Sachertorte

When a cake is so celebrated that pastry-obsessed Austria awards it with a national holiday (December 5), dispute is bound to follow. Such is the history of the Sachertorte (if that is indeed the spelling). The spongy tiers of cake are separated by layers of jam, encased in fudge icing and served with whipped cream. According to tradition, this particular confection was invented by Franz Sacher in 1832 for Prince Wenzel Von Metternich when he was in need of an impromptu dessert for some lavishly baroque dinner party. That’s the widely accepted story, however other s say that similar recipes preexisted in older culinary tomes.
But more at issue has been the legal claim to the term itself. Though plenty of versions of this dessert exist throughout Vienna and Austria’s bordering countries, the right to call any cake “the Original Sachertorte” went litigious. Problem was that Sacher’s son perfected the recipe at the local Demel Bakery then went on to sell it at the Hotel Sacher, which he opened with his wife, Anne. After the family lost the hotel, Eduard’s son (also Eduard) brought the cake back to the bakery. The two parties went to court in the 1950s. Following a protracted battle that questioned the pastry’s makeup (e.g., butter or margarine, number and type of jam layers), they agreed the hotel could officially produce and sell “The Original Sacher-Torte” (with the specified hyphen). The bakery would have the right to decorate its product with a seal reading “Eduard-Sacher-Torte.”

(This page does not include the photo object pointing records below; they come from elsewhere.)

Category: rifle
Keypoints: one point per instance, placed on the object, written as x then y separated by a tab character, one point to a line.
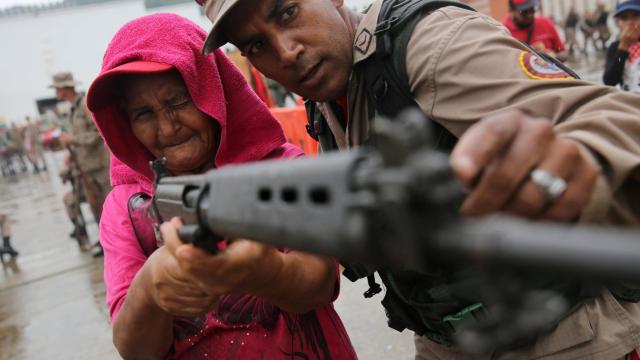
393	205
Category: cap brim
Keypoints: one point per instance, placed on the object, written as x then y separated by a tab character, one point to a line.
215	39
627	6
101	92
63	85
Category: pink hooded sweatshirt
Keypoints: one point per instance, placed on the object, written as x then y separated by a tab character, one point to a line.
243	326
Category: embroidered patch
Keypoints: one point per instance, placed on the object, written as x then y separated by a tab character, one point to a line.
539	69
363	41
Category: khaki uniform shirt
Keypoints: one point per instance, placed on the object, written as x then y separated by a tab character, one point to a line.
88	146
463	66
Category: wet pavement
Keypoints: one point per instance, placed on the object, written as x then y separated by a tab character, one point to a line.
52	296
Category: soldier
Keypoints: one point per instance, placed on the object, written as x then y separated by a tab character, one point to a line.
16	138
87	151
5	234
525	137
33	146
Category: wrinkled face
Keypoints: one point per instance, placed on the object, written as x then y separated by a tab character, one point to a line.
306	45
523	18
167	122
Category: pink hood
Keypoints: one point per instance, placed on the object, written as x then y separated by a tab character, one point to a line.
248	130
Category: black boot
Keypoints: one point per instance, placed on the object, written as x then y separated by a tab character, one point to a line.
7	248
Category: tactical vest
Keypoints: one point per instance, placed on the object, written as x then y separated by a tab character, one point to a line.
433	305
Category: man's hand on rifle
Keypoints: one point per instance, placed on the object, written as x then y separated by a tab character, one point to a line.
244	266
66	139
515	163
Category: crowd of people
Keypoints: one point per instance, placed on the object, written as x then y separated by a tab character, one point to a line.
525	137
18	143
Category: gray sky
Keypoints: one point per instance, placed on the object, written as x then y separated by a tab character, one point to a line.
8	3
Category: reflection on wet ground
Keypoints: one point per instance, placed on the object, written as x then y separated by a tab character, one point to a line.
51	296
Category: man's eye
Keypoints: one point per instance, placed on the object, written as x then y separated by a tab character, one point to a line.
256	47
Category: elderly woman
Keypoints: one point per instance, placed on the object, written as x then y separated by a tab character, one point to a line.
158	97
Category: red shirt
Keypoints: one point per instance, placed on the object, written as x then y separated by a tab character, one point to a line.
544	31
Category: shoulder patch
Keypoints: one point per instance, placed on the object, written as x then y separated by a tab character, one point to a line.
538	68
363	41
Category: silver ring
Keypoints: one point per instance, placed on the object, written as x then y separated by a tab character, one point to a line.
552	186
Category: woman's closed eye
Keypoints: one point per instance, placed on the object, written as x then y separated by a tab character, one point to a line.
141	114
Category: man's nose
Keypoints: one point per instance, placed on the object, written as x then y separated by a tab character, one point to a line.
288	50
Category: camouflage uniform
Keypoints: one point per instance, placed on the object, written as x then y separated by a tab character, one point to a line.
91	155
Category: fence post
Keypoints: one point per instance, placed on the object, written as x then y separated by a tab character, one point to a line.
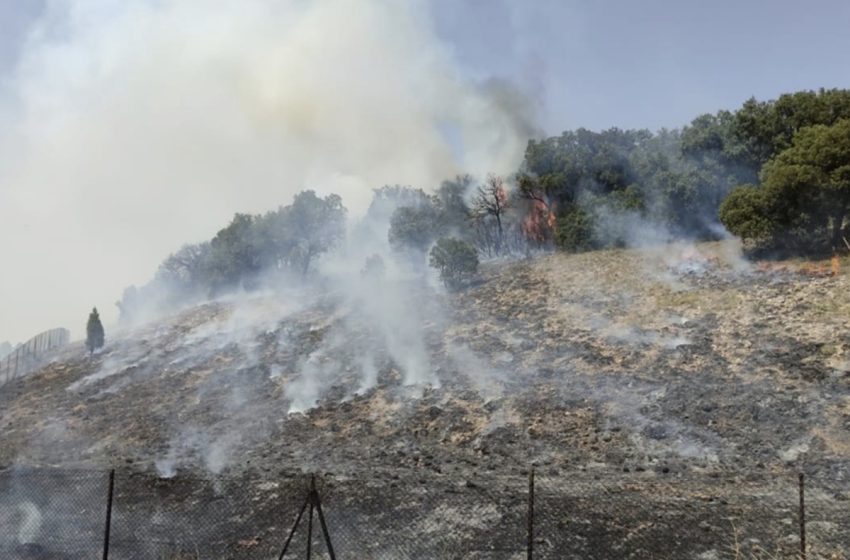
802	517
315	497
108	514
530	519
310	519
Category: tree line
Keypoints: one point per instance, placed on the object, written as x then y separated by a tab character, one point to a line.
776	173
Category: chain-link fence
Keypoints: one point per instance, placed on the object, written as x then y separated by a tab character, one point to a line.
69	515
52	514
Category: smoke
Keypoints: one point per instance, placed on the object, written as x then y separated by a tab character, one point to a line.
131	127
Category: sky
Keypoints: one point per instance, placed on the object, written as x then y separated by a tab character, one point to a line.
131	127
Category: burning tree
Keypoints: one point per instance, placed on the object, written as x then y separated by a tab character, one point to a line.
95	336
489	206
540	223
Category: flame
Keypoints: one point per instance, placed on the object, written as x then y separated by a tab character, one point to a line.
539	222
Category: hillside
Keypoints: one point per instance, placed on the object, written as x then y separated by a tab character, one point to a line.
679	364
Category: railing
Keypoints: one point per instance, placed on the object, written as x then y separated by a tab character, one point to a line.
127	515
31	355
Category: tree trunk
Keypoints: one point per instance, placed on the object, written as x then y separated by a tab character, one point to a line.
838	230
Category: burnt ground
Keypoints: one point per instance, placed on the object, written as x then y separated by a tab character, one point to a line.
666	399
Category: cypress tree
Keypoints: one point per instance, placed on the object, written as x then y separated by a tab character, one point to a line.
94	332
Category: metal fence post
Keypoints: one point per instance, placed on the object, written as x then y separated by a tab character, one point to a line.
108	514
310	519
530	519
328	544
802	517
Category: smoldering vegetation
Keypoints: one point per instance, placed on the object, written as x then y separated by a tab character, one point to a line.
628	373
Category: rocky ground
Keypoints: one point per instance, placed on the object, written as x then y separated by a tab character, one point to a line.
666	399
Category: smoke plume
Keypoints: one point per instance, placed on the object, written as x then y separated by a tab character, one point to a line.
128	128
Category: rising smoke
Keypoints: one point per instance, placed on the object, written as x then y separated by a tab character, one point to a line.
131	126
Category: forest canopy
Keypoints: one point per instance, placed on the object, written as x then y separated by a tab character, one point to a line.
775	173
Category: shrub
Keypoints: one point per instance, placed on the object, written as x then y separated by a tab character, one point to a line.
456	260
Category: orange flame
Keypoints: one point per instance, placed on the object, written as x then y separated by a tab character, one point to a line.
539	222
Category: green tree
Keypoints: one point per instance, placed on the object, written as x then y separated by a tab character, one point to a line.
414	227
316	225
95	336
804	197
456	260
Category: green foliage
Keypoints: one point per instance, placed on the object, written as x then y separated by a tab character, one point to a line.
287	239
804	198
95	336
414	227
744	213
456	260
575	230
419	219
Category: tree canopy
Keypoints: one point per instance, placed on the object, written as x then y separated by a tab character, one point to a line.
804	195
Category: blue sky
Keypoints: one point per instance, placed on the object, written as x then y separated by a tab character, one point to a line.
140	125
650	63
626	63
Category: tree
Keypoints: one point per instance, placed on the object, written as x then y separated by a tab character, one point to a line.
317	225
804	198
414	227
456	260
490	204
95	336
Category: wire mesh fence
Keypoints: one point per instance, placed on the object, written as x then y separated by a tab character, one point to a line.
52	514
68	515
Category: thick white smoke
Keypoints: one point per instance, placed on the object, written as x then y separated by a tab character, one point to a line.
132	126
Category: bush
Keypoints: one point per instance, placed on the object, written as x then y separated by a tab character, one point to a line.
456	260
575	231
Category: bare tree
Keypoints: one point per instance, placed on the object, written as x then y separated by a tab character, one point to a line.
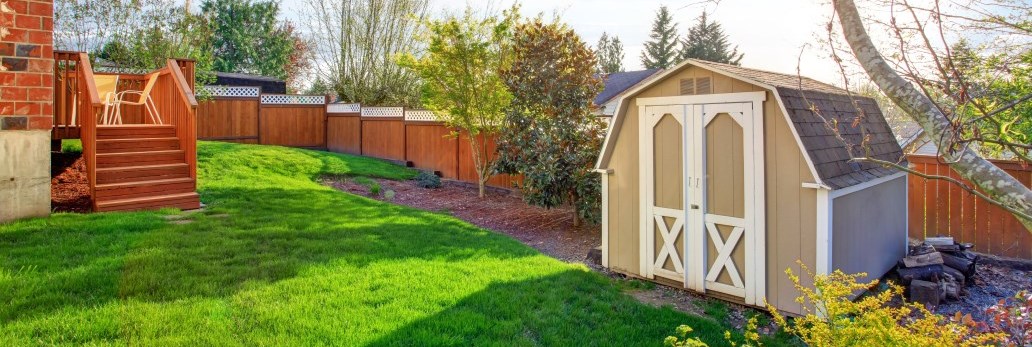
356	42
934	92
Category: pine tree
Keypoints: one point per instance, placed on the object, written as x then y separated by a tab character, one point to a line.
706	40
610	53
659	52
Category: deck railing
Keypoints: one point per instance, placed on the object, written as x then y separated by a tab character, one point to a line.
78	105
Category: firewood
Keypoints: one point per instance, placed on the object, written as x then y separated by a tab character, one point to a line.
926	292
943	241
924	259
957	275
963	264
927	273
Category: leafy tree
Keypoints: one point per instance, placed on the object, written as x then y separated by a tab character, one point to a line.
359	41
924	74
461	83
659	52
610	53
549	133
706	40
248	37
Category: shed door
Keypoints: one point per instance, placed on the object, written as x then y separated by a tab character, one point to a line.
664	163
729	245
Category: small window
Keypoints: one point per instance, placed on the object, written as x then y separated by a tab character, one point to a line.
687	87
703	86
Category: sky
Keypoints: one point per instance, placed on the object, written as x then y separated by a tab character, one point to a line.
771	33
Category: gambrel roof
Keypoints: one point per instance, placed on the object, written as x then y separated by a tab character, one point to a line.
812	107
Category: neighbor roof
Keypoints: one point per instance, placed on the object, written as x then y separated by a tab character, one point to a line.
811	105
617	83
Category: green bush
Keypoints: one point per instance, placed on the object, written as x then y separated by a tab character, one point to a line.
427	180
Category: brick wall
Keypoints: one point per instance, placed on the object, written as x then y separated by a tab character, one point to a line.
27	60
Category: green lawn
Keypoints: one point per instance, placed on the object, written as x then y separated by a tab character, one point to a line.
279	259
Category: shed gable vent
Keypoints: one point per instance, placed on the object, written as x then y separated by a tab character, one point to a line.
687	86
696	86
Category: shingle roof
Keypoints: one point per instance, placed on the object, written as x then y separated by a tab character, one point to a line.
831	155
617	83
812	106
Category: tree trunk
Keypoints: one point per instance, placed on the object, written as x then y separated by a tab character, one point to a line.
994	181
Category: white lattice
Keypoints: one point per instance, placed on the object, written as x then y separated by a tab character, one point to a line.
292	99
383	112
231	91
420	116
344	107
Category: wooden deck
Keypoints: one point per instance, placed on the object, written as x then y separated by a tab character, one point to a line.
141	163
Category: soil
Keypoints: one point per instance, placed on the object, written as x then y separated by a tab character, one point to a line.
69	187
995	279
549	230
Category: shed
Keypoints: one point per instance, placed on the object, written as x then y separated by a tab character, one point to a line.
718	178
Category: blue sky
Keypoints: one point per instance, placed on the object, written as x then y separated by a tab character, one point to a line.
771	33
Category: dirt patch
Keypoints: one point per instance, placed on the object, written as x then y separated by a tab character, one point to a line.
69	187
995	279
550	231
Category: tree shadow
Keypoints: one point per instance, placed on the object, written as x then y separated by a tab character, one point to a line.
247	237
572	308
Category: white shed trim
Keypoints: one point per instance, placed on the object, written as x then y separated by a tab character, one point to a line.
607	146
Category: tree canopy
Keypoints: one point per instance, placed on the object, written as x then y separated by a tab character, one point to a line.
706	40
610	53
659	50
550	134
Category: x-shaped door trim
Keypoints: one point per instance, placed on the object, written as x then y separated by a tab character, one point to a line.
724	249
669	243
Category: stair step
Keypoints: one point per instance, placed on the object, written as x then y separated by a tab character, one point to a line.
141	172
124	190
134	131
137	145
138	158
188	200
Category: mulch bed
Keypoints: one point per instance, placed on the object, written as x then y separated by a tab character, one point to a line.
550	231
995	279
69	187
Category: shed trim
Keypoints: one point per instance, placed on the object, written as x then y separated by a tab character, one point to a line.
607	146
865	185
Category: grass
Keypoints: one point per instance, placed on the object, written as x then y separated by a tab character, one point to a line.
279	259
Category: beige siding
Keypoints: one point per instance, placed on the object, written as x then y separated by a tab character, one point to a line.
869	228
791	209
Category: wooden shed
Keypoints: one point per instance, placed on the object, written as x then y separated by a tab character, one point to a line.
718	178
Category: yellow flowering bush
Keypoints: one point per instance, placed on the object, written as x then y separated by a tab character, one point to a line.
834	319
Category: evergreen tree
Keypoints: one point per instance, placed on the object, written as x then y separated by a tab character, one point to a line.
610	53
659	50
706	40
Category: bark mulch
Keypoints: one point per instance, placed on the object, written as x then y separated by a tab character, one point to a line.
69	188
550	231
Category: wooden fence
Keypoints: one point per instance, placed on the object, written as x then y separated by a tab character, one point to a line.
939	208
244	115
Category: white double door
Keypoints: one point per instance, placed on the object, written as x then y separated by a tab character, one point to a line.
702	192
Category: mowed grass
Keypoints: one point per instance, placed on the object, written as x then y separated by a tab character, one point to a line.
277	259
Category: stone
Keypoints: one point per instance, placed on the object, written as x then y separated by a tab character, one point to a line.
594	256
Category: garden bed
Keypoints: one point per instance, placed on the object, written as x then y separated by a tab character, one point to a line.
69	188
549	230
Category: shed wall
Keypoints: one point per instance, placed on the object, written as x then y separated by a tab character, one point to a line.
869	228
791	209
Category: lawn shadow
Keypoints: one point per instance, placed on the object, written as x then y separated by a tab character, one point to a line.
572	308
248	237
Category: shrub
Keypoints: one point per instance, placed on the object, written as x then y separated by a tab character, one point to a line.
427	180
834	319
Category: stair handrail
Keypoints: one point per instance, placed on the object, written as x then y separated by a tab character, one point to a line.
89	104
185	122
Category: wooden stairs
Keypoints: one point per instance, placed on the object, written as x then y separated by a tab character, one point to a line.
141	166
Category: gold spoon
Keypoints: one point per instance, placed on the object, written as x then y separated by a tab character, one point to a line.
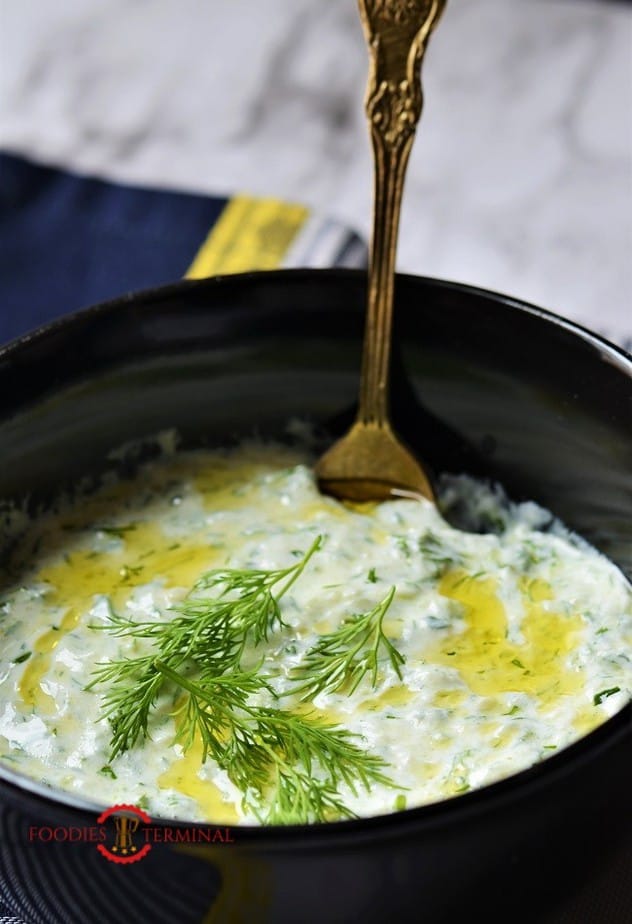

Whatever the name, recipes are highly guarded. Happily, both the hotel and the bakery will share their prized item by mail order. Keep in mind that a Sacher-Torte isn’t at all like your Aunt Doris’s German chocolate cake, or any other Americanized mainstay that you grew up on. Rather, it is both dense and at the same time light, striking an elegant balance between the rich outer casing of fudge, the airier, not-too-sweet chocolate sponge cake within and a singingly delightful layer of apricot jam that makes each bite a confectionary fugue.
After dessert, channel Anne Sacher, who ran the hotel, by lighting up a cigar. Her penchant for cigars was almost as legendary as the cake.